Like planarians, hydras are also able to regenerate parts of their body - Getty Images - Getty Images

Like planarians, hydras are also able to regenerate parts of their body.

Image: Getty Images

Hydras were one of the first organisms examined by Dutch scientist Antonie van Leeuwenhoek, who built a microscope with a single spherical lens with significant magnification to observe these creatures.

Shortly thereafter, Swiss scientist Abraham Trembley’s observations of hydras and their “regenerative superpowers” ushered in a new era in biology.

Like planarians, hydras are also capable of regenerating parts of their body. The secret to understanding their potential immortality lies in their stem cells, which can self-renew indefinitely.

In fact, a hydra’s entire body appears to be composed of self-renewing stem cells.

Scientists who have observed groups of hydras for years have not been able to detect any signs of aging in them.

In 2018, researchers at the University of California Davis in the US hypothesized that hydras might be immortal thanks to their ability to control something called transposon genes, also known as “jumping genes”.

These are genes that can “jump” from one part of the genome to another, giving rise to mutations.

When we are young, our bodies are able to control these genes, but as we age, we have a hard time keeping them under control.

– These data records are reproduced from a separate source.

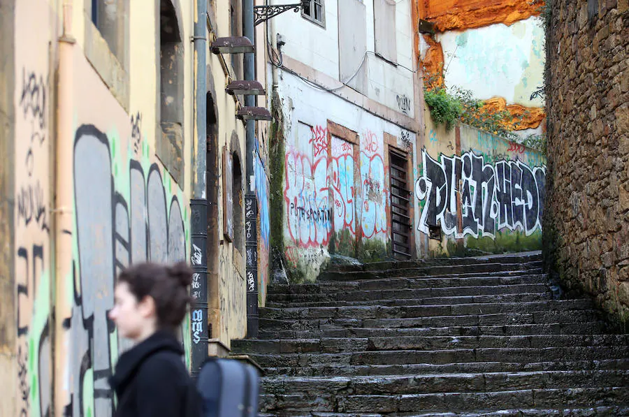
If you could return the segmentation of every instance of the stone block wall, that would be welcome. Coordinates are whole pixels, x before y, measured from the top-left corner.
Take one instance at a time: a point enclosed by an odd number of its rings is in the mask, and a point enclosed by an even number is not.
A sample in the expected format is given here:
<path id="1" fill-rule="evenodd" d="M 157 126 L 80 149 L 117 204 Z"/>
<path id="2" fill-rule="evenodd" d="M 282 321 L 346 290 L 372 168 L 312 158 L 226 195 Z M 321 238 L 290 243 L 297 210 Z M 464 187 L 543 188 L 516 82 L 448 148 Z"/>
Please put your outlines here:
<path id="1" fill-rule="evenodd" d="M 629 1 L 548 3 L 545 266 L 629 324 Z"/>

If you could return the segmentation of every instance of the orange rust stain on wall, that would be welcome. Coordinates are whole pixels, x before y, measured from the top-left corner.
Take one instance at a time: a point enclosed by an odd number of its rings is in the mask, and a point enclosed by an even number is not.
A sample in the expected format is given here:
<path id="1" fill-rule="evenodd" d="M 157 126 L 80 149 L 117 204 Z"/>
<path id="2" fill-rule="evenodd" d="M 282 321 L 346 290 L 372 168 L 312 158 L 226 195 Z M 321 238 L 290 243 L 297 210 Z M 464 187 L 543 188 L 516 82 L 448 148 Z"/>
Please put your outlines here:
<path id="1" fill-rule="evenodd" d="M 540 126 L 546 113 L 544 108 L 539 107 L 525 107 L 519 104 L 510 104 L 507 105 L 507 101 L 502 97 L 492 97 L 484 101 L 483 109 L 491 112 L 501 112 L 507 110 L 511 113 L 514 124 L 509 124 L 508 128 L 516 131 L 523 131 L 528 129 L 535 129 Z"/>
<path id="2" fill-rule="evenodd" d="M 431 89 L 443 85 L 443 49 L 440 43 L 428 35 L 424 35 L 424 40 L 430 46 L 422 62 L 424 83 L 426 88 Z"/>
<path id="3" fill-rule="evenodd" d="M 435 24 L 438 31 L 472 29 L 537 16 L 543 0 L 419 0 L 420 18 Z"/>

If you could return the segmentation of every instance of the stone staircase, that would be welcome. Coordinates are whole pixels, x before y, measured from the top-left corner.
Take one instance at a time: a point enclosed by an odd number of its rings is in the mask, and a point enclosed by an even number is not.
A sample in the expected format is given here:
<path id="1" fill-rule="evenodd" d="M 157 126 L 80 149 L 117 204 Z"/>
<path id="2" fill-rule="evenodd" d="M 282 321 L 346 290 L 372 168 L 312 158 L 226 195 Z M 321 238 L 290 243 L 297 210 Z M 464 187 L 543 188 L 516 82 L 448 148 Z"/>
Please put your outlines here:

Hydras, on the other hand, may be able to repress these genes forever.

Turritopsis dohrnii: the immortal jellyfish

The so-called immortal jellyfish – or, to use its scientific name, Turritopsis dohrnii – lives in marine waters.

First discovered in the 1880s in the Mediterranean Sea, it can now be found in many other places due to ballast water dumped from ships.

It is tiny and loves to eat plankton, fish eggs and small molluscs.

Jellyfish regenerate and 'clone' itself - Getty Images - Getty Images

Jellyfish regenerate and ‘clone’ itself

Image: Getty Images

What is amazing about this type of jellyfish is that it can restart its life cycle. When under stress, it regresses to an earlier stage of development.

For comparison, it’s like a frog turning back into a tadpole or a butterfly turning into a caterpillar – and it’s due to a process called transdifferentiation.

Transdifferentiation happens when a fully formed specialized adult cell changes into another type of adult cell. This process remains a mystery to scientists.

It does not stop there.

When the jellyfish reverts to its previous life stage as a polyp, it also creates more organisms with the same genetic code – so basically, when it rejuvenates, it also clones itself.